没有一点点攻击姿态,就那么轻轻的慢慢的把加尔森的脑袋从脖子上摘了下来。
仿佛就是从冰箱里拿出一个西瓜那么简单。
加尔森很弱吗?当然不是,能被特雷西斯派出来统领这群雇佣兵,没点实力怎么可能压得住这些骄兵悍将?
赦罪师做得到吗?那么轻松的取下加尔森的首级?而且就在他身后的雇佣兵们也没察觉到一点异常。
还有他口中的那些什么团结一切可以团结的力量……
塔露拉这种人说得出这句话吗?看看整合运动在切城所做的一切就知道了。
除了爱国者这个尚有理智的老家伙,以及被威慑过的萨卡兹雇佣兵外,谁对切城人手下留情了?
塔露拉说不出这样的话。
不过……
恰好,W知道谁说得出。
恰好,他们也出现在了切城。
恰好,那个自称塔露拉手下的人临走前还威胁雇佣兵们不能为难他们。
其实在广场上看到了过去的老同事,以及那被一瞬间的武力威慑震慑过后的思考,W觉得自己已经知道了事实。
传播八卦其实只是她的一点小小的报复罢了。
不过啊,原来曾经的巴别塔还有这种强者啊。
可以抵挡天灾,连塔露拉这样的怪物都能擒下,吓的她下令不管在哪里遇到,整合运动都要退避三舍。
罗德岛有这样强大的人啊……
在加上那让无数人闻风丧胆的恶灵,长袖善舞在各国间合纵连横的凯尔希……
那殿下为什么会死呢?明明局势一片大好不是吗?
W看向近卫局的车队,抚摸着手里的遥控器。
“为什么呢?”
——
“那个……”忍了半小时,陈终于忍不住了,“我有点事想要问你。”
“哦,什么事?”
夏语把目光从窗外收回来,看向陈,“是我为什么会这么强大吗?这是秘密哦,不可以对人说的。”
其实他大概知道陈想问些什么。
“塔露拉……听说你和她交过手,”陈努力掩饰自己的表情,“在你看来,她是什么样的人呢?”
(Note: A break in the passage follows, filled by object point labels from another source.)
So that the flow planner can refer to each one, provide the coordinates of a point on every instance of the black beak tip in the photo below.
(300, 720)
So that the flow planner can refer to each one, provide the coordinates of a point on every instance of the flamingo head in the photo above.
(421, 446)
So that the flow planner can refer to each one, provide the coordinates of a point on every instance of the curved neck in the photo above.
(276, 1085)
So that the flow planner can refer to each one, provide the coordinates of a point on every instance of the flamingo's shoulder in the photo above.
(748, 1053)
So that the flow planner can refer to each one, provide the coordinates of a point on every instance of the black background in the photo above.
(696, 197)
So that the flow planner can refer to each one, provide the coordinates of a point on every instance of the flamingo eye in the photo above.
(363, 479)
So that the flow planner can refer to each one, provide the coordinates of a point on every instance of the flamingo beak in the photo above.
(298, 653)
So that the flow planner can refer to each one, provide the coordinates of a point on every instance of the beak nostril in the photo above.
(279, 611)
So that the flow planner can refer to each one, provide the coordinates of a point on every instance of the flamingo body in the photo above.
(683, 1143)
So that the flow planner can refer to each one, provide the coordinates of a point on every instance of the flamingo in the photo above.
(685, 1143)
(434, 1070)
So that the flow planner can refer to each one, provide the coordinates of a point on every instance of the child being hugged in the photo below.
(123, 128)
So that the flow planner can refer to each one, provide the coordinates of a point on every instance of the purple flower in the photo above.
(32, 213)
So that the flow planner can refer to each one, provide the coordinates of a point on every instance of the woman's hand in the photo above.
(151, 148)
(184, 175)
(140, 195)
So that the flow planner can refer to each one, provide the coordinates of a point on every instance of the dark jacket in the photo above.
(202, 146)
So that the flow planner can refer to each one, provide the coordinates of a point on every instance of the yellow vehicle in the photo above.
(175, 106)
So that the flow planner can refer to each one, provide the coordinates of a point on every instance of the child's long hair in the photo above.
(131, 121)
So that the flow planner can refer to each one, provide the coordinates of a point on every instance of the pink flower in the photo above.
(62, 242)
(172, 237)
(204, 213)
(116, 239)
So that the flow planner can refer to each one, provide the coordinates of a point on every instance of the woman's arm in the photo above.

“塔露拉啊,”听到这里,夏语伸了伸懒腰,“她已经无可救药了。”
嗤……
陈下意识的握紧双手,带动了方向盘,车辆差点失控。
还好她马上就调整了过来。
“陈SR,有情况?”
对讲机里传来部下,紧张的声音,她只能压下心里的不安,先安抚住他们。
良久,她才继续开口问道:“为什么这么说……你觉得她是个彻彻底底的……恶人吗?”
“恶人?也说不上吧,虽然时间不长,但看得出曾经的她是个充满光辉的人,”夏语摇了摇头回答到。
“那……为什么会说她已经无可救药呢?”
青筋暴起的双手显示陈的心情并不平静。
“因为啊,现在的她已经不是她了,”夏语的声音倒是一直沉稳,“不是那种物是人非的变化,而是字面上的不是她了。”
“这……”陈咬紧牙关,“到底是什么意思?”
“就是字面上的意思,一个古老而邪恶的存在侵入了她的身体,击垮了她的意志,改写了她的人格。”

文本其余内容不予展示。